The Escort name would later be famous as the 1960s European Mk1 and the 1980s North American front-driver, but this little wagon was the original Ford Escort, way back in 1955.
Ford of England had already offered commercial versions of the Anglia/Popular, and in 1954 the Anglia/Prefect 100E was used as a basis for a much-modernized light van – the Ford Thames 300E. The 300E was a good van, but even before it was launched Ford was planning to do more with it than it had with the previous Anglia vans.
That same year Rootes introduced a small wagon for consumers – the Hillman Husky. A shortened Hillman Minx 2-door wagon, it doubled as a van too – the Commer Cob, adding a slightly smaller van to the Rootes’ fleet. Previously this niche had been filled by the slightly larger the Commer Delivery Van, itself also based on the Hillman Minx but not shortened.
Smaller is Better, for the U.K.
Smaller wagons seemed to do very well in the U.K. relative to larger four-door models, and the Husky, all metal and therefore cheaper and requiring less maintenance than a Morris Minor Traveler, was a hit. A year later Ford followed with a pair of 300E-derived consumer wagons – the Escort and the Squire.
The two cars were directly adapted from the 300E, using the shorter front doors of the four-door Prefect on a shorter overall platform like the van. Vans with windows they were, but with nicer interiors too.
The Squire, taking a cue from the American “Country Squire,” was the top spec car, with real wood trim on the exterior and the plusher pieces of the Ford Prefect 100E. The Escort was the more basic version (and the better seller), mirroring the Anglia.
Though much modernized from the E494A Anglia (which had its origins in the pre-war Model Y), both cars used the 1930s-era 1172-cc sidevalve four inherited from the older pre-war Prefect.

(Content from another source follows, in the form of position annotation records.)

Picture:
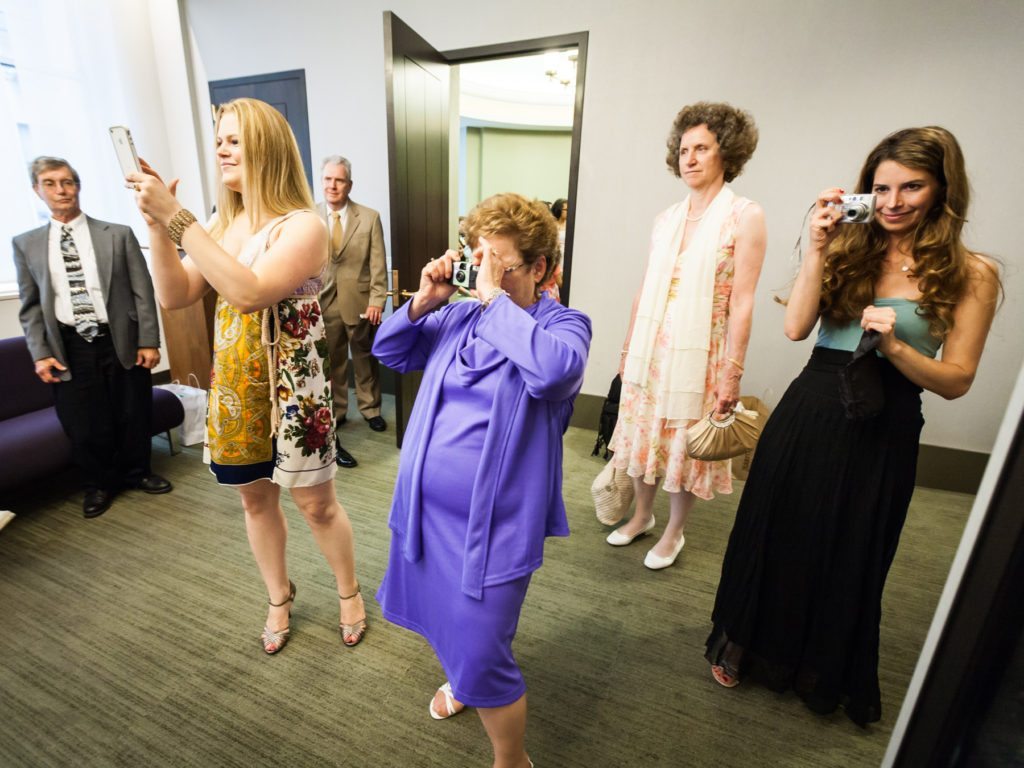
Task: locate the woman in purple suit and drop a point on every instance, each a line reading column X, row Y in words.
column 479, row 480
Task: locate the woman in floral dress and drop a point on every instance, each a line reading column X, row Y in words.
column 690, row 324
column 269, row 421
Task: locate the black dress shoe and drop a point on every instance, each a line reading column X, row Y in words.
column 152, row 484
column 96, row 502
column 343, row 458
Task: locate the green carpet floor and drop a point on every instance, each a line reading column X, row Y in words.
column 131, row 640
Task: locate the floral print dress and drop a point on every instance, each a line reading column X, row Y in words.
column 644, row 446
column 269, row 412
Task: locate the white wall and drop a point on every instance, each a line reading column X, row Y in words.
column 824, row 84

The 100E would eventually get an OHV version of this engine, but the little wagons kept the sidevalve until production ended.
The sleepy engine meant the cars were glacially slow by U.S. standards, but they debuted at a time when American consumers were increasingly tempted by smaller imports. An Escort wagon was hundreds of dollars cheaper and more than four feet shorter than a basic 2-door Ford Ranch wagon, and both the Escort and 300E had appeal for urban dwellers.

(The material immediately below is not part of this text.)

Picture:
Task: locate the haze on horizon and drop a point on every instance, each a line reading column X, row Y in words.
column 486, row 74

They were sold in U.S. Ford dealers as “English Fords,” and in 1959, more than 42,000 English Fords of all types were sold in the USA. That number crashed to just 8,000 in 1961 – the Escort’s final year – thanks to the arrival of the Falcon.

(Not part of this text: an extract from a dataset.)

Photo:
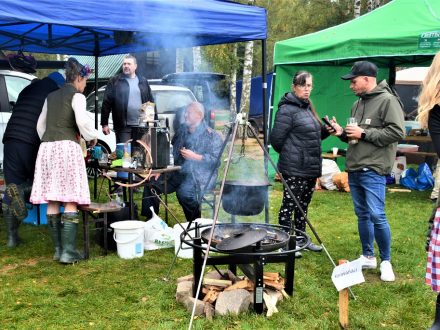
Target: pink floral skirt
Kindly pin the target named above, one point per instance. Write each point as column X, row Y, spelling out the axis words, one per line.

America’s “Compacts” Arrive
The Falcon and the other American “compacts” annihilated mid-size imports like the Consul and Zephyr, but the smallest Anglias and Escorts were relatively unaffected as the the new “compacts” were in fact much larger cars than, say, a VW or an Anglia.
Still, imports across the board were impacted into the mid-1960s, when once again cars like the Falcon began to grow and small cars made inroads once again.
About 33,000 Escorts, and about 16,000 Squires, were made from 1955-61. The Squire was a slow seller and was dropped after 1959; but the Escort and 300E continued into 1961 until their 105E Anglia-based replacements were ready. The Squire typically cost about $200 more than an Escort, but still much less than a Ranch wagon.
Only one of these wagons was sold for every ten Anglia/Prefect sedans, and the lion’s share of production of these estates was for U.K. consumption, but a surprising number were sold in the U.S., where the cheaper Escort could double as a delivery and family car. The 300E was the real volume seller.
Even when they were new, the light weight of the Anglia – sedan or wagon – meant some were quickly used to create hot rods and “Gassers” – named for the NHRA A/Gas and B/Gas classes for “stock appearing” vehicles.
The lighter the platform, the faster the car, so very early on aged small cars like the Willys 77 were popular, and the small imported cars were next. The 1960s were “peak gasser” and the 50’s looking, sidevalve Escort was a very cheap used car at the time.
A good one might fetch no more than $350 in 1964, and since few buyers were really interested in these old-tech cars, many were used for rodding.
This one definitely shows evidence of a past drag stip life, with an altered rear axle and what looks like a cut in the hood for an intake.